Autre commission et autre tendance pour les bois tropicaux où le marché semble porteur tant au niveau des volumes que de la valeur  : « En Afrique, les prix des bois ont augmenté de 15% l’année dernière, ce qui n’était pas arrivé depuis 25 ans, souligne Dominik Mohr, à la tête de la commission. Cette hausse est salutaire pour les producteurs, mais moins pour les clients. » Outre la bonne forme constatée des marchés des bois tropicaux [3 millions de m2 de bois importés pour le seul secteur de la terrasse en 2022 soit 20% du marché français NDLR], la commission Bois Tropicaux s’est intéressée ces derniers mois aux évolutions des essences inscrites à la Cites, « avec l’ajout très mal anticipé par la filière du doussié, du padouk et de l’acajou à l’annexe II, sachant que ces trois essences ne sont pas menacées d’extinction en Afrique, insiste Domnik Mohr, et que cette inscription s’est donc faite sans justification ! ». Parmi les autres actualités de la commission, la stabilisation des prix des bois tropicaux ces derniers mois en lien avec un marché moins dynamique, le retour à la normal des prix du fret asiatique qui sont passés de 20 000 à 1 000  dollars/ container, ou encore l’augmentation des produits transformés en provenance du Bassin du Congo et la demande toujours plus importante en bois certifié malgré une offre qui reste insuffisante.

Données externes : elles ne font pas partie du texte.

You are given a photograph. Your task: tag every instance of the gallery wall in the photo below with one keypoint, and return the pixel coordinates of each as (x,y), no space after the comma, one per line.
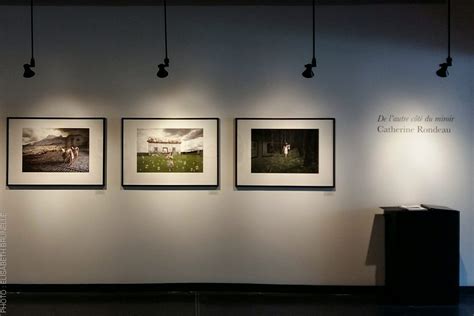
(232,62)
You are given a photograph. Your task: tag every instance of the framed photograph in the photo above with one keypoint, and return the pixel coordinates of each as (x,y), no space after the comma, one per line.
(46,151)
(286,153)
(170,152)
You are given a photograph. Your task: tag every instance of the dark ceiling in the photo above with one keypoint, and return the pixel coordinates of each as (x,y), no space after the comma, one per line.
(213,2)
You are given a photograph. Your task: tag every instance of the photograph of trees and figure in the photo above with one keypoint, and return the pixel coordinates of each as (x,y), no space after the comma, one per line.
(169,150)
(55,150)
(285,150)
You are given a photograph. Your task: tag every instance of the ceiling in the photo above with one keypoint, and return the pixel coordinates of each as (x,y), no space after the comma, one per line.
(212,2)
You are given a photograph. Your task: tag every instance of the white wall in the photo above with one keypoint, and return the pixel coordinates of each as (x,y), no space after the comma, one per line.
(232,62)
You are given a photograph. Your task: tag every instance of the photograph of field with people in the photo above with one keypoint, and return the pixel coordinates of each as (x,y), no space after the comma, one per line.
(55,150)
(170,150)
(285,151)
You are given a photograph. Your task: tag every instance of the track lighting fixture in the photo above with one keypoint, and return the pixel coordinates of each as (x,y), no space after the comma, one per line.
(162,73)
(443,71)
(28,72)
(308,73)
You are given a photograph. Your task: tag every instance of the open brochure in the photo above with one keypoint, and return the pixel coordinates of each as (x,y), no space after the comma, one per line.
(415,207)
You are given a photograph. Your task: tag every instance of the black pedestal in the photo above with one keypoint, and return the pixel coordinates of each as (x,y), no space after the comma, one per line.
(421,256)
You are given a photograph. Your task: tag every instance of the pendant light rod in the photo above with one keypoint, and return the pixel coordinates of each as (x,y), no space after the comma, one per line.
(314,33)
(166,30)
(162,73)
(449,28)
(32,30)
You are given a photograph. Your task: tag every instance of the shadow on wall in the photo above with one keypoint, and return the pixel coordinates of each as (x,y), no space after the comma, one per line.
(376,251)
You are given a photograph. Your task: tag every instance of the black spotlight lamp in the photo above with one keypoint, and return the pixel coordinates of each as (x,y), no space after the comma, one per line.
(28,72)
(443,70)
(162,72)
(308,73)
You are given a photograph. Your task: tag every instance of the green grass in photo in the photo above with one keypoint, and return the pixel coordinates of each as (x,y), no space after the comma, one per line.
(191,162)
(278,163)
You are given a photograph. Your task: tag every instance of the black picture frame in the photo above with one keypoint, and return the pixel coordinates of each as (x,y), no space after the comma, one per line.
(329,186)
(103,173)
(164,186)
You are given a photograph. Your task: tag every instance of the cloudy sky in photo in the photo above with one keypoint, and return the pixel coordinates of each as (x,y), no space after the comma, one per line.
(191,139)
(32,135)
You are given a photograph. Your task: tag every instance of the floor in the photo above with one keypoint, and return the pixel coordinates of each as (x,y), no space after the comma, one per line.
(220,304)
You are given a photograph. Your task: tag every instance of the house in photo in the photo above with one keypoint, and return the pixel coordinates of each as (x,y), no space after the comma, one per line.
(161,146)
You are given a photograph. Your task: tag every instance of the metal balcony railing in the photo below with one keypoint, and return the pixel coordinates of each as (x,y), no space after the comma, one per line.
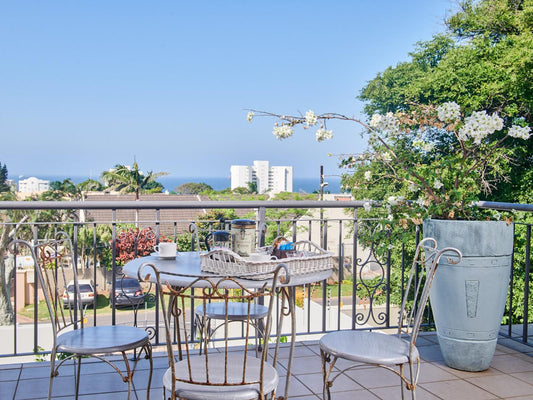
(362,293)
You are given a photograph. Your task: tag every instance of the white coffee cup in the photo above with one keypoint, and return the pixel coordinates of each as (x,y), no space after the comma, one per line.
(259,257)
(165,249)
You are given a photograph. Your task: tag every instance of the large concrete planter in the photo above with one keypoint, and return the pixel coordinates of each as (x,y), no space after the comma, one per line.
(468,298)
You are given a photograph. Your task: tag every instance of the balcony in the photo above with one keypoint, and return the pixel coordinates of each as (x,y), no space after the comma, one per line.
(510,375)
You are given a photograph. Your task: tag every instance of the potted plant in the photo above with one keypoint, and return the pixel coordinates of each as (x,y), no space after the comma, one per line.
(438,163)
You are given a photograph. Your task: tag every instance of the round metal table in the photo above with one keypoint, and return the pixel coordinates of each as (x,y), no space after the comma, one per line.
(188,263)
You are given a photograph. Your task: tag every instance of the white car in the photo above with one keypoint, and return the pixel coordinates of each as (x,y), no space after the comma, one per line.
(87,293)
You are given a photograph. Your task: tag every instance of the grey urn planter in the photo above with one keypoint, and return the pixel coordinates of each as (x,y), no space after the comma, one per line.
(468,298)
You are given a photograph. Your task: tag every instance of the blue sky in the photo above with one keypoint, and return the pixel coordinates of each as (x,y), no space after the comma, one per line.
(85,85)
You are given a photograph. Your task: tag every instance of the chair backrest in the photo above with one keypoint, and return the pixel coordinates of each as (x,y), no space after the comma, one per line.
(415,297)
(53,262)
(176,304)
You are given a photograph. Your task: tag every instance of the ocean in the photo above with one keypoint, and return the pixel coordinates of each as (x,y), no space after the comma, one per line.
(303,185)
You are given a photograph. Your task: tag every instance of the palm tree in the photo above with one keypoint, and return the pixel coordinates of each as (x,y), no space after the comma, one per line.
(125,179)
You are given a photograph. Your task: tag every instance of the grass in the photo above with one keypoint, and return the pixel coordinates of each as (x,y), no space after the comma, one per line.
(102,307)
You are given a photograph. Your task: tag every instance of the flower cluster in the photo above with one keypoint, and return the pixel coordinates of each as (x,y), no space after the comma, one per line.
(449,112)
(433,160)
(323,134)
(282,131)
(385,123)
(480,125)
(519,132)
(310,118)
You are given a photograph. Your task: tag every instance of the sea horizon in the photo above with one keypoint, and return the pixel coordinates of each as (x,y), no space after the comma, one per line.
(170,183)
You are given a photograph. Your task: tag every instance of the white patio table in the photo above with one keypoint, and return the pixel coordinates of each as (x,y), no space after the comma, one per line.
(188,263)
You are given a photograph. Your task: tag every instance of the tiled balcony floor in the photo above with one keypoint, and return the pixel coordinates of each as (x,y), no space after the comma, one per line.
(510,377)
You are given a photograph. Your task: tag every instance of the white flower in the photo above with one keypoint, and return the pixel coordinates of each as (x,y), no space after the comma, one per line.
(386,156)
(283,131)
(310,118)
(323,134)
(387,122)
(427,147)
(519,132)
(438,184)
(392,200)
(480,125)
(449,112)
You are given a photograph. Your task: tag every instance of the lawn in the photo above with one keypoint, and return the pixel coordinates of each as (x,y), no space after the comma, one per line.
(102,307)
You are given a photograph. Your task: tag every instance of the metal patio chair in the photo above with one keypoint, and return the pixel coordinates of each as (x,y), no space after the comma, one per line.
(391,352)
(221,372)
(54,263)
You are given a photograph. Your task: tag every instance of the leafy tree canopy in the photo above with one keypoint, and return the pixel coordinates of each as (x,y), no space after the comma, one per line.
(484,61)
(126,179)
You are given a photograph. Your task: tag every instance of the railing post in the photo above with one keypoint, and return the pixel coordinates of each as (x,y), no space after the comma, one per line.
(355,237)
(526,285)
(113,265)
(261,219)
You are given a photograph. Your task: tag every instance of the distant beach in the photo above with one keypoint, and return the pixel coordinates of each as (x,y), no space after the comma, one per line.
(303,185)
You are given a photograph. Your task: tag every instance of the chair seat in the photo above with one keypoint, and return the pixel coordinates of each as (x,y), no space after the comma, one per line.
(236,311)
(367,347)
(102,339)
(216,375)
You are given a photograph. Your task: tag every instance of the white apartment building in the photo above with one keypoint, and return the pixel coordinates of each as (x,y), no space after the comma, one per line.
(33,185)
(268,179)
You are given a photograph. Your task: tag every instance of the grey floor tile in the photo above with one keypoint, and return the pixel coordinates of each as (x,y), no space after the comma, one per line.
(9,374)
(341,384)
(457,389)
(510,363)
(503,385)
(524,376)
(394,393)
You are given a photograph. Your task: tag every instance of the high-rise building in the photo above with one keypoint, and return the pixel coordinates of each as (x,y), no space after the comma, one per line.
(268,179)
(33,185)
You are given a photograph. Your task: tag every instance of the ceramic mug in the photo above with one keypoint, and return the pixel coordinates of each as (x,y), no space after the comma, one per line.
(166,249)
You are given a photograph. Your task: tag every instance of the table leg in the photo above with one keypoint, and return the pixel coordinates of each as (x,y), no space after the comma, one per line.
(287,294)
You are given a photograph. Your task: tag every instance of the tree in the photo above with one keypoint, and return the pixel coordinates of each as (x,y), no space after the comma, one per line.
(193,188)
(4,187)
(131,180)
(483,61)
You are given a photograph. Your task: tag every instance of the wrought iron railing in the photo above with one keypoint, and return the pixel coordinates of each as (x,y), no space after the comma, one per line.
(360,296)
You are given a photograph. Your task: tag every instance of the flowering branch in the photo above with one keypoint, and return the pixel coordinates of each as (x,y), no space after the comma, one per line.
(434,152)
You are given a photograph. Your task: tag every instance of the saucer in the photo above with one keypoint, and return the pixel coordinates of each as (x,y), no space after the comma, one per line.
(155,254)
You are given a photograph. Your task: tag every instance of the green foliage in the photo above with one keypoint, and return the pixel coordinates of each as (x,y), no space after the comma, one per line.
(132,180)
(193,188)
(4,187)
(483,61)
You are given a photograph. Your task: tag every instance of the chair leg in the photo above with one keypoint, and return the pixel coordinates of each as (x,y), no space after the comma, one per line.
(52,372)
(77,362)
(402,383)
(326,372)
(150,359)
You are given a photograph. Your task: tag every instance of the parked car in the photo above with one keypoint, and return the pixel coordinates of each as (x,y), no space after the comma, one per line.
(87,293)
(128,291)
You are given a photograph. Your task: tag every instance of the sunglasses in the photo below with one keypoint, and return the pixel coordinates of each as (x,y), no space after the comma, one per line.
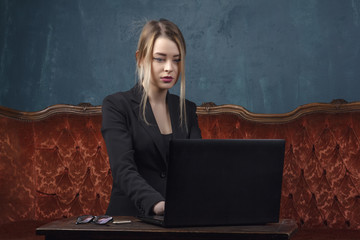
(103,219)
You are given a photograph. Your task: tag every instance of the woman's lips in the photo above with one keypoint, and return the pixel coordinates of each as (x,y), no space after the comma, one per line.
(167,79)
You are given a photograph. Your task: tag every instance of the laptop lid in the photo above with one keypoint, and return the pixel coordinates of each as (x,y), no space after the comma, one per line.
(223,182)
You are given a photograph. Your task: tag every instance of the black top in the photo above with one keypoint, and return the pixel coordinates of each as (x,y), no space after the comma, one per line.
(166,139)
(137,150)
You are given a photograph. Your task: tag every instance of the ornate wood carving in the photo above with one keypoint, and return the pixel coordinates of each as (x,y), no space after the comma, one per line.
(337,106)
(83,109)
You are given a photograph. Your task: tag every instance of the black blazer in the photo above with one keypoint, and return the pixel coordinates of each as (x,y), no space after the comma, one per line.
(137,151)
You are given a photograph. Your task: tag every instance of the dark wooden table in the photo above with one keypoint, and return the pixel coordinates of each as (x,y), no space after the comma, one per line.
(67,229)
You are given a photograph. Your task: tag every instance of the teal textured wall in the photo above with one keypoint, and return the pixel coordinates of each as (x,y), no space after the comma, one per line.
(269,56)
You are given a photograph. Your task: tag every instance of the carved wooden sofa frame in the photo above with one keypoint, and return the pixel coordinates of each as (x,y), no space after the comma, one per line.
(53,163)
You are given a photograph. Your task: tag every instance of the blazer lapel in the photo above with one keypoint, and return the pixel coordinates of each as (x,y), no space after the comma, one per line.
(179,132)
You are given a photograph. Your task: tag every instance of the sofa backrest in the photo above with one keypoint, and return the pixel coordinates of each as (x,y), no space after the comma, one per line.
(53,163)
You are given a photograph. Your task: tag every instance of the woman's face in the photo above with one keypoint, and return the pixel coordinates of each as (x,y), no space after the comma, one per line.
(165,64)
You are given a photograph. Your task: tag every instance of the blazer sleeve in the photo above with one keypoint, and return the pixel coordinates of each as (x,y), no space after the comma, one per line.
(118,139)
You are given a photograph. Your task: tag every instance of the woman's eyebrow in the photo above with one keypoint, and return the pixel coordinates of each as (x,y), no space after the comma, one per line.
(164,55)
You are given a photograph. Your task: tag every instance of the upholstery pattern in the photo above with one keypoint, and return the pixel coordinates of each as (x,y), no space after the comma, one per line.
(57,166)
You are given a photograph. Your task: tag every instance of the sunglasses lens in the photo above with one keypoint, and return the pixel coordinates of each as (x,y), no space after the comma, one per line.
(84,219)
(104,219)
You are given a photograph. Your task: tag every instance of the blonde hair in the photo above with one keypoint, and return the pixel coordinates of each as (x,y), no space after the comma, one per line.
(150,32)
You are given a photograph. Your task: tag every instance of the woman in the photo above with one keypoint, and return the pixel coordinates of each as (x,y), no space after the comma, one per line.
(138,124)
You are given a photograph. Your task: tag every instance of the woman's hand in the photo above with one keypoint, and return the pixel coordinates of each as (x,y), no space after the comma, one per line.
(159,208)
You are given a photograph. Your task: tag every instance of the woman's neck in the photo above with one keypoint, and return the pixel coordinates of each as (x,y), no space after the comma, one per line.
(157,96)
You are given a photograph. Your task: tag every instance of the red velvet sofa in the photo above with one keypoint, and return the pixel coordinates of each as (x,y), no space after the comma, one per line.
(54,164)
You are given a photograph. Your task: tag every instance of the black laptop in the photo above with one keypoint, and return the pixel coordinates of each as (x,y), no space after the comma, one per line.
(222,182)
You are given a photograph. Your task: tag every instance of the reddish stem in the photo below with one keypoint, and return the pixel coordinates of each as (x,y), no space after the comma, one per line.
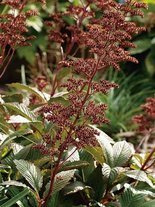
(148,159)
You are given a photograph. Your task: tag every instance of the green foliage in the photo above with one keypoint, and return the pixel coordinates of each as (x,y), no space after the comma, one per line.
(31,173)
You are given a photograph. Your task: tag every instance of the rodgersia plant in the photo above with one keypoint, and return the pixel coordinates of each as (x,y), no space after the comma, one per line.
(98,38)
(13,28)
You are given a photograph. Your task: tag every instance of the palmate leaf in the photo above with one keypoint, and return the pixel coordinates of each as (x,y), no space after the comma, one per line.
(74,165)
(22,110)
(29,89)
(16,198)
(140,176)
(110,174)
(149,204)
(13,136)
(135,198)
(131,199)
(121,152)
(61,180)
(31,173)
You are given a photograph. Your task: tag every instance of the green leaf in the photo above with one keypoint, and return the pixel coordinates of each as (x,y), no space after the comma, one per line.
(96,152)
(31,173)
(13,136)
(14,183)
(110,174)
(63,72)
(131,198)
(74,165)
(150,63)
(97,183)
(106,148)
(149,204)
(140,176)
(121,153)
(16,198)
(29,89)
(141,46)
(22,110)
(75,187)
(61,180)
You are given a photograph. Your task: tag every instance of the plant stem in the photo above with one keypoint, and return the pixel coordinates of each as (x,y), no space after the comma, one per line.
(53,174)
(148,159)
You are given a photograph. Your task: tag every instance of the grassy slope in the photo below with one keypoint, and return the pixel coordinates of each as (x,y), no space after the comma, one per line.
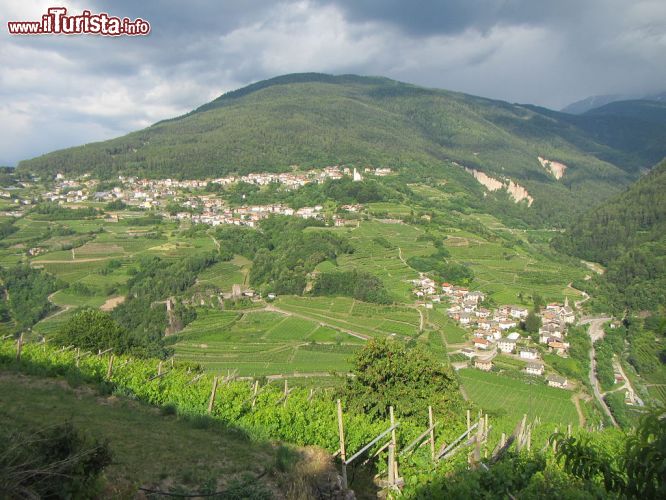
(312,120)
(149,449)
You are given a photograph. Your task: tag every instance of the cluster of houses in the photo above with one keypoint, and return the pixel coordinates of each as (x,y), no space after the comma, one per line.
(249,216)
(493,330)
(147,193)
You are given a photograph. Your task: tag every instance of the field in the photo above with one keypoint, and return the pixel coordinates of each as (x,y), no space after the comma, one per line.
(264,343)
(507,272)
(354,317)
(512,398)
(148,449)
(386,263)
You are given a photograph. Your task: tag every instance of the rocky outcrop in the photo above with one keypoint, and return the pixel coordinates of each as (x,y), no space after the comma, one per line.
(554,167)
(515,190)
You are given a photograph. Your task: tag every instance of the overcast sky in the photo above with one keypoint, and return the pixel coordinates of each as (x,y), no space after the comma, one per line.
(60,91)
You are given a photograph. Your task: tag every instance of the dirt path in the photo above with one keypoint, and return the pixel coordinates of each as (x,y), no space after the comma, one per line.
(217,243)
(596,332)
(593,266)
(585,295)
(401,257)
(112,302)
(576,401)
(627,383)
(63,261)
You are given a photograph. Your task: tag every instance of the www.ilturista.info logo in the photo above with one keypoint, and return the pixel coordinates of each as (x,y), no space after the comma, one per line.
(57,22)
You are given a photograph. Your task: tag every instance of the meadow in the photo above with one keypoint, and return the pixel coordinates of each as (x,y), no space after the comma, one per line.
(264,343)
(511,398)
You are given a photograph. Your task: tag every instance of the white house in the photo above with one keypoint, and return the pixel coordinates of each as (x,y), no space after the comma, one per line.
(481,343)
(466,351)
(506,345)
(557,381)
(518,312)
(529,354)
(534,368)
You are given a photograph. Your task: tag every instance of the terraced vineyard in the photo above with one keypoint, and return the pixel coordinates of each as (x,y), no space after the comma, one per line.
(354,317)
(264,343)
(512,398)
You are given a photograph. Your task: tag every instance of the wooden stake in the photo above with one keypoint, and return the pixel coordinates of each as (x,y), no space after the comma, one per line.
(431,423)
(211,401)
(254,394)
(557,429)
(343,454)
(19,347)
(393,464)
(286,392)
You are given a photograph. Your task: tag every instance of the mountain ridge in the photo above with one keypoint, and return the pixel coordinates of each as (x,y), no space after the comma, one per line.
(314,120)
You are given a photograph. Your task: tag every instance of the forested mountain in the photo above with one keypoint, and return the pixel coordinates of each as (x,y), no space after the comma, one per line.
(318,120)
(637,128)
(597,101)
(627,234)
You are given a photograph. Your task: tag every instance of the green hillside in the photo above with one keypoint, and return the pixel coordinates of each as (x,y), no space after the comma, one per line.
(627,234)
(150,449)
(318,120)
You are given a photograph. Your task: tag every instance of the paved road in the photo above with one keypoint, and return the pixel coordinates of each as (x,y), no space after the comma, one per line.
(596,332)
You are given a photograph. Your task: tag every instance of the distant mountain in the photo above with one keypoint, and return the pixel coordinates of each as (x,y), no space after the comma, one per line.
(314,119)
(627,234)
(589,103)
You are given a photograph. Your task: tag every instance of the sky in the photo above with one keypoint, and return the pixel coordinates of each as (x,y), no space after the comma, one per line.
(58,91)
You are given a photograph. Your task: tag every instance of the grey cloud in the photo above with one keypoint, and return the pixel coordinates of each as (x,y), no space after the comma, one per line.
(61,91)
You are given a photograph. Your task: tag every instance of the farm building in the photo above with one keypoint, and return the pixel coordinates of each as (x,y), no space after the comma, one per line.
(485,364)
(529,353)
(534,368)
(557,381)
(481,343)
(506,345)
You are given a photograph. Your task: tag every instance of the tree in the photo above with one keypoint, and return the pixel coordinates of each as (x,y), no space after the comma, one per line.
(637,473)
(55,462)
(388,373)
(537,300)
(94,329)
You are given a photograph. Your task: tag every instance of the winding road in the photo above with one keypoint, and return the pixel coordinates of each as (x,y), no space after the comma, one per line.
(596,332)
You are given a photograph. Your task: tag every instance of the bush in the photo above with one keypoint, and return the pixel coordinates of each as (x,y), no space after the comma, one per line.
(58,462)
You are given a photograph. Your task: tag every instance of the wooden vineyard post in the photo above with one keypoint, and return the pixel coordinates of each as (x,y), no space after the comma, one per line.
(19,347)
(392,463)
(431,423)
(557,429)
(254,394)
(343,454)
(211,401)
(286,392)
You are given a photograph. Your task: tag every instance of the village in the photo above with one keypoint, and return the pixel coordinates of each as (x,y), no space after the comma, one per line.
(203,208)
(496,331)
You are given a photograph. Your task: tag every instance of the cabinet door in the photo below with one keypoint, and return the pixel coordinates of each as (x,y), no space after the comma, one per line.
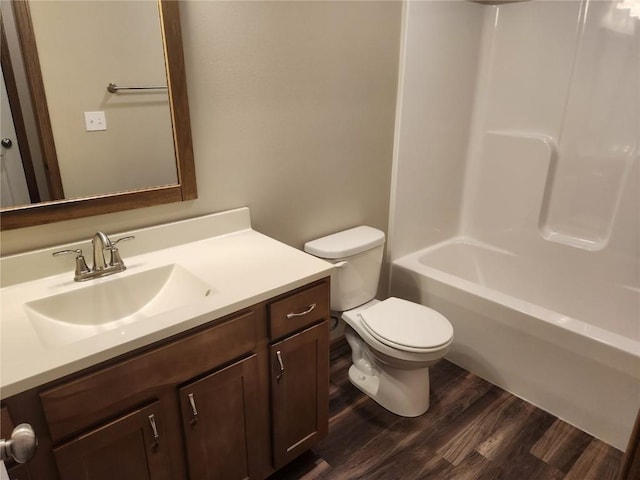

Commission Négoce : cap sur la formation

Concernant la commission Négoce enfin, « les travaux de l’année  2022 ont notamment porté sur la formation avec la mise en place de l’Académie LCB pour la formation du personnel », explique son président, François Laresche. Désormais opérationnelle, cette Académie s’adresse à tous les adhérents LCB, qu’ils soient commerciaux, acheteurs, chefs d’entreprise… Son objectif étant de faire monter en compétences les forces de ventes, avec la possibilité de réaliser des évaluations sur les acquis des salariés. Si 9 modules étaient proposés en 2022, le dispositif sera totalement déployé d’ici la fin de l’année 2023 avec 20 thématiques à disposition des professionnels de la distribution de produits bois et de ses dérivés. Le tout, assorti d’un onglet « académie » sur le site de LCB qui permettra aux membres de l’association d’accéder à l’intégralité de l’offre de formation en quelques clics.